Like all systems of knowledge
Invented, the inventor thinks it exclusive.

Obviously, light is experienced subjectively
For no two objects are nigh a source of light the same.
Yet, obviously, within any object is its inherent color.
Yet, it is... The color exists and can indeed be described.
Though the light reflects off the table a white
And though the shadow creates multitudes of shade;
It can be described accurately. It is as scientific
As Newton's inherent color.

This is too wise for those who wish
To calculate and say that truth is subjective---
For, it is not. Color in both cases can be accurately described.
One on the chemical level, and the other on the photogenic level.
What we learn is that light interacts with color
Differently, depending on where the source is.

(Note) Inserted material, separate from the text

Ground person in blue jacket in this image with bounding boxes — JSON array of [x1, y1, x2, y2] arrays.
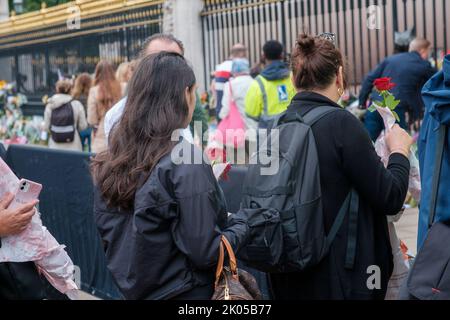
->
[[417, 55, 450, 248], [359, 38, 436, 141]]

I'm sure I'm not the only one to have discovered this.
I look at Goethe, so impressed by phenomenology.
To express our differences---yet we are all inherently the same;
We can indeed know the experiences of others;
Just the same that Goethe can write about his.
Fools are enamored by slight differences.
Wise men are enamored by the consistency of life;
Yet, the opposite is true for the fool
When it suits their aims at committing mischief.
For, truly, there are only righteous men and wicked.
Each will find their wisdom in either truth or folly.
To me, it is folly to believe that either system must
Be the only law or the only axiom. Truth is multifaceted,
And based in objectivity. It is not, however, based in personal opinion.
What is my truth, is also your truth;
It just so happens that I may not suffer for the same reasons that you do.